Sans surprise, cette concurrence a entraîné une baisse des frais de transaction et, par ricochet, une diminution des profits des bourses établies.

Cette fuite en avant s'accélère d'elle-même. Puisque les bourses fusionnent, celles qui restent indépendantes risquent d'être déclassées par les grands groupes. D'où cette pression accrue pour conclure des mariages.

Sauf que ces fusions qui nous sont présentées comme des faits acquis n'ont pas encore reçu l'approbation des autorités réglementaires des pays concernés. Et que ces transactions sont actuellement considérées avec beaucoup de circonspection.

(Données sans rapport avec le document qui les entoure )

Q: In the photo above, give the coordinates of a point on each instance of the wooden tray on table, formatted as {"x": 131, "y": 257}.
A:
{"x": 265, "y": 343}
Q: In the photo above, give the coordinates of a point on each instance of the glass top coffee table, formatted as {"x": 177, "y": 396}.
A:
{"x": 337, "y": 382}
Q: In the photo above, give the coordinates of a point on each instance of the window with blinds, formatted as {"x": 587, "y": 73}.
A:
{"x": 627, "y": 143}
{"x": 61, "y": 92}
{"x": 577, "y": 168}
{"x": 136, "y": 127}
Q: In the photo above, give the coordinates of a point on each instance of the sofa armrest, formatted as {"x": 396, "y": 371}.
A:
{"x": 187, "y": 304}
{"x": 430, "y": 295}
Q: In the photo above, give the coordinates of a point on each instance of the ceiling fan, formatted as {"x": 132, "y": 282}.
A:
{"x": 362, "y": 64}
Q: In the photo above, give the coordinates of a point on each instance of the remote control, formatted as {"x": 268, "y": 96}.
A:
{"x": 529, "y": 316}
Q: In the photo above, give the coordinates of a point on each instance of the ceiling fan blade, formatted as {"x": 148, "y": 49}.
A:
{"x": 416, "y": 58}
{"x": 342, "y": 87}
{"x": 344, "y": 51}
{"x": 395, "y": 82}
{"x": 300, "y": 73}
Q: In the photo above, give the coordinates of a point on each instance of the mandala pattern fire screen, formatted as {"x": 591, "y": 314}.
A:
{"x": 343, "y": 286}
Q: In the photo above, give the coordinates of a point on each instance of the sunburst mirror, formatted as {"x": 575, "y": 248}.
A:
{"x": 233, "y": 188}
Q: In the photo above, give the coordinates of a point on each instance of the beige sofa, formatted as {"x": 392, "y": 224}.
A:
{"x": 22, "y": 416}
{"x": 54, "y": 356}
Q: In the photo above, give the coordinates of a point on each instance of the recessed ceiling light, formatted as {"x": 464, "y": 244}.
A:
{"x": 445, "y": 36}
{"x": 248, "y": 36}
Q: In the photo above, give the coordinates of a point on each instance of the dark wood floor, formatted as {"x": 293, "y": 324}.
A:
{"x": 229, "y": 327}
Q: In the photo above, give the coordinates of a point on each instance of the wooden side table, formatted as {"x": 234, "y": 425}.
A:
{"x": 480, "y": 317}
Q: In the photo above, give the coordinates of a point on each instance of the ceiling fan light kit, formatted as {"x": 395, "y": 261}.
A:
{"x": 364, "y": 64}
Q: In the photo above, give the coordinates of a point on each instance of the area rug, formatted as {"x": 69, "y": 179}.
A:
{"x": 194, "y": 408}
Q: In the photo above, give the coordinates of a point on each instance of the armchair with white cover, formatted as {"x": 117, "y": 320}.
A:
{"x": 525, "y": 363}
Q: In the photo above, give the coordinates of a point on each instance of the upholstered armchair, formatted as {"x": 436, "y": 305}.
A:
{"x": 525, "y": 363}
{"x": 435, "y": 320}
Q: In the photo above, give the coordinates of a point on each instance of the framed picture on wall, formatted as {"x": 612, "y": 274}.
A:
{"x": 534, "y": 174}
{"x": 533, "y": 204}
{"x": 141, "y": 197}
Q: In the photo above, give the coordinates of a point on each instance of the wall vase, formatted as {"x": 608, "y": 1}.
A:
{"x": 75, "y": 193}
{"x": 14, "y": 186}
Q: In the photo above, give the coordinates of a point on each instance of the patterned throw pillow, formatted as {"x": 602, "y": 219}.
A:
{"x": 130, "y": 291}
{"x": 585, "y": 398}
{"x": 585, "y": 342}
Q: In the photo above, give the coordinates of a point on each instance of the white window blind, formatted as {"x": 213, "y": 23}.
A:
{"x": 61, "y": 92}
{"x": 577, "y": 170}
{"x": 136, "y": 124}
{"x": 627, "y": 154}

En octobre dernier, la Bourse de Singapour a annoncé son intention d'acquérir ASX, la Bourse d'Australie. Or, cette transaction est fort mal perçue par les autorités australiennes. Les Australiens s'inquiètent notamment du fait que le gouvernement de Singapour détiendra 15 % du capital des parquets regroupés par l'entremise de sa firme d'investissement Temasek.

Pour essayer de calmer le jeu, la Bourse de Singapour a consenti à revoir les termes de cette acquisition, la semaine dernière. Les Australiens auraient 5 postes d'administrateurs, soit autant que les Singapouriens, sur un conseil totalisant 13 sièges, les trois derniers étant réservés à des administrateurs dits internationaux.

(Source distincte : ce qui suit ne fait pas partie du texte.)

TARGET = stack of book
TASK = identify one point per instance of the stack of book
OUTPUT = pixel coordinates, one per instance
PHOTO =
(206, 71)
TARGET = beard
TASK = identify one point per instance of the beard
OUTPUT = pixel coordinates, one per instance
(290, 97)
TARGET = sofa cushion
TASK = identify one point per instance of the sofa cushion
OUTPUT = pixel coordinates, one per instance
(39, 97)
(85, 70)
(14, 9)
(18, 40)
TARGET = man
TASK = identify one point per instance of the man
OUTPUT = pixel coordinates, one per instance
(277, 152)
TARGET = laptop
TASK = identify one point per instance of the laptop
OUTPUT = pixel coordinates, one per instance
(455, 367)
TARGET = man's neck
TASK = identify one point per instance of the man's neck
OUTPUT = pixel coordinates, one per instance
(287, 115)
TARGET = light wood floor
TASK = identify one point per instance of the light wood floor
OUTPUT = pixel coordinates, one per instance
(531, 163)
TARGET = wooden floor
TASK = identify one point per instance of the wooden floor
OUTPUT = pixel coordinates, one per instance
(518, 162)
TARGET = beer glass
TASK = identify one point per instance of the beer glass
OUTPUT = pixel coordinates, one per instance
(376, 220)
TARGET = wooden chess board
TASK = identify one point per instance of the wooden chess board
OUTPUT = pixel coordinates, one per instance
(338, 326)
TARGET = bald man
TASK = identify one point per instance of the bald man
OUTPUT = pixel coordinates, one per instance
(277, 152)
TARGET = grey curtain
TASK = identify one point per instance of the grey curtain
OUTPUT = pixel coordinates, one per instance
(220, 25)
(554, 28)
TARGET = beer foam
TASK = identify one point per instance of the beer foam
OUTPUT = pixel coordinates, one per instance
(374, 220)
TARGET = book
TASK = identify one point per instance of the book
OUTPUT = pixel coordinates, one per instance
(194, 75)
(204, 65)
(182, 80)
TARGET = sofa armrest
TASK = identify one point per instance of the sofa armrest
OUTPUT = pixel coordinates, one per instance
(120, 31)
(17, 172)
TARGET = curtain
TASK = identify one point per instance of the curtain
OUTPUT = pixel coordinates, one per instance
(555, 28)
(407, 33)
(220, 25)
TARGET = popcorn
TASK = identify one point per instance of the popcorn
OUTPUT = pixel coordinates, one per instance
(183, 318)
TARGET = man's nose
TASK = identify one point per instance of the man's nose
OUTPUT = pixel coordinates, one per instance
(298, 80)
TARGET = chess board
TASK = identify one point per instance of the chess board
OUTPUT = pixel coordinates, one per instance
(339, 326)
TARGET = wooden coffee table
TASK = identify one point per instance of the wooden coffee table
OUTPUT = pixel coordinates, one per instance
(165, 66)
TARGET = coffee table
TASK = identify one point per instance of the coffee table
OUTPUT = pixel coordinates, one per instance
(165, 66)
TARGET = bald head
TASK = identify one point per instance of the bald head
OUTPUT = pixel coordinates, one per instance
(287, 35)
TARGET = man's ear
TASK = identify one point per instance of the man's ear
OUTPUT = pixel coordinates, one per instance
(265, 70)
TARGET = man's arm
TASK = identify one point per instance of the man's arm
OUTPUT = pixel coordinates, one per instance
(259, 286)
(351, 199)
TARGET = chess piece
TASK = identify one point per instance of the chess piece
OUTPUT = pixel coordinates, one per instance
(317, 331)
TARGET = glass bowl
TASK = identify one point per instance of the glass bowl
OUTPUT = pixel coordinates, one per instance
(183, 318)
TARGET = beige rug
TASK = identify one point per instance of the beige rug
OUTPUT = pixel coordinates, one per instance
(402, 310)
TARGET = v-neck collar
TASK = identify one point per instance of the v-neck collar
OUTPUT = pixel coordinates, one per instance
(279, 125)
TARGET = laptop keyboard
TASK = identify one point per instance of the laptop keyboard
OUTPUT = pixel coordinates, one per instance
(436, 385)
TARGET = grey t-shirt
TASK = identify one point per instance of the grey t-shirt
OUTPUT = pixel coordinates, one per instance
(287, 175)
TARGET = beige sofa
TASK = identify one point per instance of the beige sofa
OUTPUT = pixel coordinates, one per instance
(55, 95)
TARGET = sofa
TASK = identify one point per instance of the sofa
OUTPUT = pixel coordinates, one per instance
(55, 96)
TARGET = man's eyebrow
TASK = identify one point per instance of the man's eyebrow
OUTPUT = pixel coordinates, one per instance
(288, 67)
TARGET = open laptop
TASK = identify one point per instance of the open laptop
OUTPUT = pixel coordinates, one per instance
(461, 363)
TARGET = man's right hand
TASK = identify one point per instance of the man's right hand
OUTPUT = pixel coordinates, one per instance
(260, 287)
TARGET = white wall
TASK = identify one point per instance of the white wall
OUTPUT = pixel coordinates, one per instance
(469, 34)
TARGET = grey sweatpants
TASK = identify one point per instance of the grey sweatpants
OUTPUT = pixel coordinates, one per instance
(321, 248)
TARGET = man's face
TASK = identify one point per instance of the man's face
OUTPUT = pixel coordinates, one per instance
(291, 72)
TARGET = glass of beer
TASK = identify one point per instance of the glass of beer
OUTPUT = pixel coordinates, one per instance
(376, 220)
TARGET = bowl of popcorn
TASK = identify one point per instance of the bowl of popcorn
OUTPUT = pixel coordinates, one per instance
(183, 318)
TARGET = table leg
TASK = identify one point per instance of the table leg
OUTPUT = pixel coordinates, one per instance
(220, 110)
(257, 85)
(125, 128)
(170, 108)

Malgré tout, les députés verts et indépendants qui permettent au gouvernement travailliste de Julia Gillard de se maintenir au pouvoir s'opposent toujours à cette transaction.

Aux États-Unis, l'acquisition de la Bourse de New York par la Deutsche Börse, annoncée la semaine dernière, choque aussi les susceptibilités des Américains. D'autant plus qu'à une époque plus heureuse, c'est la Bourse de New York qui avait la capitalisation boursière pour acquérir la Bourse de Francfort...

Si au moins la Bourse de Toronto avait intérêt à s'associer avec la Bourse de Londres ! La Bourse de Londres a échoué à s'établir dans le marché des produits dérivés, font valoir les détracteurs de cette transaction. Le parquet londonien utilise d'ailleurs la plateforme informatique Sola, développée par la Bourse de Montréal.

Dans le contexte, plusieurs se demandent en quoi cette transaction représente un « avantage net » pour le Canada, le critère que le ministre de l'Industrie, Tony Clement, soupèsera avant d'approuver cette acquisition.

Mais il serait fort étonnant que le gouvernement de Stephen Harper s'oppose à cette transaction. Surtout après avoir repoussé l'offre de BHP Billiton sur le producteur de potasse PotashCorp, une décision contre nature qui a été prise pour des raisons électoralistes, bien que les conservateurs ne l'admettront pas.

Allez savoir pourquoi, la bourse torontoise attire moins la sympathie que la potasse.